COVID-19, Higher Education and Disability – a series of four blogs on lessons to be learned from the current crisis, Disability Studies, and disabled people.
The yawning chasm between the ‘have’s’ and the ‘have nots’ has perhaps been most clearly exposed in the gulf between reactions to the hospitalisation of Boris Johnson, and the slow and less dramatic reporting of the disproportionate amount of people from BAME communities, including many health workers, who have died from the virus, or have been admitted to ITUs in the UK (Butcher and Massey, 2020).

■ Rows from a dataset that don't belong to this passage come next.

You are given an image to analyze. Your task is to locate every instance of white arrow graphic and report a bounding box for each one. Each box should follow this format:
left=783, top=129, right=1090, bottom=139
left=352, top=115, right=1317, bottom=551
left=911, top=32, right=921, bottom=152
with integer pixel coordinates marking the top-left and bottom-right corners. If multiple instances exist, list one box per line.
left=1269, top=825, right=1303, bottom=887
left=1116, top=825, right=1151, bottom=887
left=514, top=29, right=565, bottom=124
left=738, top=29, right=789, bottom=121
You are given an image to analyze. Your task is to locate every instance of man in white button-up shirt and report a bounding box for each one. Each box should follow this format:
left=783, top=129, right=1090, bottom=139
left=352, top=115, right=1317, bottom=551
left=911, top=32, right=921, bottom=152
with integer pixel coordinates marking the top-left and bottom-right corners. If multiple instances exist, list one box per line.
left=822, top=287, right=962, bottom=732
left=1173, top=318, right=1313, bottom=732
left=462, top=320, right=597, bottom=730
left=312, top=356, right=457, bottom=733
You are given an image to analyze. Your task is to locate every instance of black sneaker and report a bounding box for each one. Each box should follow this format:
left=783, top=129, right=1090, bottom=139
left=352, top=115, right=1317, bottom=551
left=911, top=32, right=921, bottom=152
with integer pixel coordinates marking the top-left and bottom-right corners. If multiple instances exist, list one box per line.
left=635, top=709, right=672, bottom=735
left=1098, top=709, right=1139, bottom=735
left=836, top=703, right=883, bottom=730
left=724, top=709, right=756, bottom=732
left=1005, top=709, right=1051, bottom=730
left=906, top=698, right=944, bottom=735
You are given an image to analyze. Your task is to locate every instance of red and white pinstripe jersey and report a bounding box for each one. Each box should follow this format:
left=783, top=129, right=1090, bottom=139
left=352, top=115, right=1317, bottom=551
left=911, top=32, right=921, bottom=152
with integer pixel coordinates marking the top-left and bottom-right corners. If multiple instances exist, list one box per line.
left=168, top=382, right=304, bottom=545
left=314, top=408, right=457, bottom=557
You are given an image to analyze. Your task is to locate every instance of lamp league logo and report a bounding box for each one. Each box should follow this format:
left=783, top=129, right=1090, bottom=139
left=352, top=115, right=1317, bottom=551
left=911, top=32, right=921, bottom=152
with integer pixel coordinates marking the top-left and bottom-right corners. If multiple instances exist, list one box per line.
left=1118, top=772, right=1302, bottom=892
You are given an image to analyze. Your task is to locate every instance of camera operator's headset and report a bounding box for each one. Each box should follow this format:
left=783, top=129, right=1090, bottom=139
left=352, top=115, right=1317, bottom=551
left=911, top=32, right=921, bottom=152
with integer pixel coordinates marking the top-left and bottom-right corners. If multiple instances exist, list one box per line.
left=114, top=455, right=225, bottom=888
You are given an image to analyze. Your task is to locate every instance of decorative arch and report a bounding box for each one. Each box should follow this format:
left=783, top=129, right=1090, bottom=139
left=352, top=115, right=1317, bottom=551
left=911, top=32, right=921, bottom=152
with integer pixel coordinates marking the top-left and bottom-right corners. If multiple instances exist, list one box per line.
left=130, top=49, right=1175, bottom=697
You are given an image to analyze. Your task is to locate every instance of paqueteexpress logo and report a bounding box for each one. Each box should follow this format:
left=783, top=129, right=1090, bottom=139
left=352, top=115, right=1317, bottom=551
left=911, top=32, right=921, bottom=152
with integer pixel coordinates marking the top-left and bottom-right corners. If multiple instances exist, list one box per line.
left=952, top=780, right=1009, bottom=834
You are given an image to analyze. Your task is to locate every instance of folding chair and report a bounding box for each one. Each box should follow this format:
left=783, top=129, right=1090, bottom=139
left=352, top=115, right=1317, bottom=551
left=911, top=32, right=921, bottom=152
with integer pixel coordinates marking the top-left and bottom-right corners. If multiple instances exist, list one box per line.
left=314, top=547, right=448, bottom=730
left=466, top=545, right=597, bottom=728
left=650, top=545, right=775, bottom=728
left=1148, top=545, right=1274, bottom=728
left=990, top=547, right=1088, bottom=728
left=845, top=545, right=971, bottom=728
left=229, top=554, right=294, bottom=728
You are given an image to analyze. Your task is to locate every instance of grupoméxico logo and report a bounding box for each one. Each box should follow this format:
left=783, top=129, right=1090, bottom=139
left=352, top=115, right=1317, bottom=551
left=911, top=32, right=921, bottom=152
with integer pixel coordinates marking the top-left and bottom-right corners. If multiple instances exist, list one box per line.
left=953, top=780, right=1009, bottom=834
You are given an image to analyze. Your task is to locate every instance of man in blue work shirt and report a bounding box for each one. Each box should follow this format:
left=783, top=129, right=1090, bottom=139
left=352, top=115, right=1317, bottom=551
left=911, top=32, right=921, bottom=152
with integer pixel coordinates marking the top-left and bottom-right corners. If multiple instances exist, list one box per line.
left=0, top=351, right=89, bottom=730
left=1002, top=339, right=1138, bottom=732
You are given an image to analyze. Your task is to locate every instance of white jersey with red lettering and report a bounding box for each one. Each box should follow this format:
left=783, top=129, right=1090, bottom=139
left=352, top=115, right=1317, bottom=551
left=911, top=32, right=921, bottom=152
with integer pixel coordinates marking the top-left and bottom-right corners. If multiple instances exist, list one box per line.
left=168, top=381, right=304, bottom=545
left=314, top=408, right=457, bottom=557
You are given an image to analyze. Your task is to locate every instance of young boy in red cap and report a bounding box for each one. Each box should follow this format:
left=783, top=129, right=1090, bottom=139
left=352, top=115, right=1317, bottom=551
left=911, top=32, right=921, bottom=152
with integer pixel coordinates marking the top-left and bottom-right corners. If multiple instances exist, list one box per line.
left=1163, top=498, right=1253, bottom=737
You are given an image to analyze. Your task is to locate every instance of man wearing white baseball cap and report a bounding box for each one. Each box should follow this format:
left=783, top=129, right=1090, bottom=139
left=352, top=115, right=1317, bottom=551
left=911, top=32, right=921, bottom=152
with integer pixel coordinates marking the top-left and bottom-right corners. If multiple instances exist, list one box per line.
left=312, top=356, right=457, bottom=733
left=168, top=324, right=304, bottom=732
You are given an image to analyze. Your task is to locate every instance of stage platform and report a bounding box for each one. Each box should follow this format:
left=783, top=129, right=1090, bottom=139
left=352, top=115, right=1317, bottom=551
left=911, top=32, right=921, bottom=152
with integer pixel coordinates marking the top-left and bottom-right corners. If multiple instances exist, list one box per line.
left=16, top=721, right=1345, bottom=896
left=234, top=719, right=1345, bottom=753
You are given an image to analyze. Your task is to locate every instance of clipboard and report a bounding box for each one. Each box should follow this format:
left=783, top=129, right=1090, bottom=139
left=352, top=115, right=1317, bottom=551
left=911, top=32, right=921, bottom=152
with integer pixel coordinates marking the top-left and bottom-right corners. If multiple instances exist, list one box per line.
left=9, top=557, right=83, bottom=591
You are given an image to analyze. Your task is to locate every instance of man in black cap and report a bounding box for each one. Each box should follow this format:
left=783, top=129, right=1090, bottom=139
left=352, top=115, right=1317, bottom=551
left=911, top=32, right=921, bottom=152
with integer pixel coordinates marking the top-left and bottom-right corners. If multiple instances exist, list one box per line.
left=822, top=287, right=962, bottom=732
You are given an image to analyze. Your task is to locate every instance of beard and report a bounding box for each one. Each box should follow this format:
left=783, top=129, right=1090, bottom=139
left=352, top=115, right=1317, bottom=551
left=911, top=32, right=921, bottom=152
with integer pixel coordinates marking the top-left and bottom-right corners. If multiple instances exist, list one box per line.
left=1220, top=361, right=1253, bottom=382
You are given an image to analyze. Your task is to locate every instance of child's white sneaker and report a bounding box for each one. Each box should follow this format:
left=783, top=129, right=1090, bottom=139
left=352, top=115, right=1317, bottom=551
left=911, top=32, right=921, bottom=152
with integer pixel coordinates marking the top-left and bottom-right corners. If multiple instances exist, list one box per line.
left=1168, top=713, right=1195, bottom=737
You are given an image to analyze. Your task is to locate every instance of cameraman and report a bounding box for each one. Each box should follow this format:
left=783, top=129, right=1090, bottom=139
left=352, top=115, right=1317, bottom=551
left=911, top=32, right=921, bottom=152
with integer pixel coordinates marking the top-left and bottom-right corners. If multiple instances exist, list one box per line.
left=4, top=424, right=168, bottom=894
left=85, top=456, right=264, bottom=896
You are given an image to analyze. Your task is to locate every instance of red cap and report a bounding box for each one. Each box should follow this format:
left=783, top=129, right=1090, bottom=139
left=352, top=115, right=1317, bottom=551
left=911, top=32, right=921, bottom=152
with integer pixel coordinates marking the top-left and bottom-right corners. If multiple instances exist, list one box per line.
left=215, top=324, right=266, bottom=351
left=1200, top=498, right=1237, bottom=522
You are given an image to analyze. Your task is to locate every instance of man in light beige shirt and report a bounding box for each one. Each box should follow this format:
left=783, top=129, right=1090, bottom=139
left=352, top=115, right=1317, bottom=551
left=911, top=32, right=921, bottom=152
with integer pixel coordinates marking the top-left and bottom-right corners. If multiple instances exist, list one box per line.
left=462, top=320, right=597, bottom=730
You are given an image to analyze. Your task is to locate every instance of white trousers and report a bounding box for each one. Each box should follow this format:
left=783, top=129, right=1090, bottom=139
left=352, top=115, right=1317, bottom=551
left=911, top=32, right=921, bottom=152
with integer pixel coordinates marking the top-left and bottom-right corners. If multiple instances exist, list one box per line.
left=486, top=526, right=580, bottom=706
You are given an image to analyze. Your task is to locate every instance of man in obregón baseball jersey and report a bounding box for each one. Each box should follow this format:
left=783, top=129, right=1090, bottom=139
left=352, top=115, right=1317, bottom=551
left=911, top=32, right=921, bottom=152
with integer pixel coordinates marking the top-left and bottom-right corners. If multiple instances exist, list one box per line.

While it is unclear how these map onto existing health inequalities, given the relative paucity of research on ethnicity and health (Khan, 2020), it is clear that power elites have proactively sought to counter ugly and overwhelming evidence of the brutal inequalities of neoliberal governance by launching pre-emptive warnings to those who are most marginalised. Although there has been some recent recognition of structural/material factors which has led to a recognition of the need for precautions, in the UK and elsewhere (see Cookson and Milne, 2020, for example), such ideological instructions have usually been thinly disguised in discourses of benevolence or individualism; for example, the US Surgeon General’s invocation to Black and Latino Americans to avoid alcohol, tobacco and drugs[i] . However, there is ample evidence from research on racial inequalities, class, gender, and age, that people in these categories will be over-exposed to risk of COVID-19 by virtue of their place in society, being less well-equipped to manage important matters of income, nutrition and physical and emotional wellbeing. Many are likely to have to quarantine themselves without food. It has been estimated that 1.5 people million go a day without food in the UK during the COVID crisis, so far (Lawrence, 2020). Hidden in plain sight, or less visible to those who aren’t looking, those with impairments (disabled people) and long term illnesses are faced with rapidly escalating health risks, shrinking access to basic resources including personal care, Personal Protective Equipment[ii] (PPE) and food, and an assault on, or reversal of, their hard-won ‘rights’[iii] . Specifically, under the Coronavirus Act 2020, the duties of local authorities to assess and meet the needs of disabled people have been downgraded to powers, effectively putting at risk the availability of essential personal assistance.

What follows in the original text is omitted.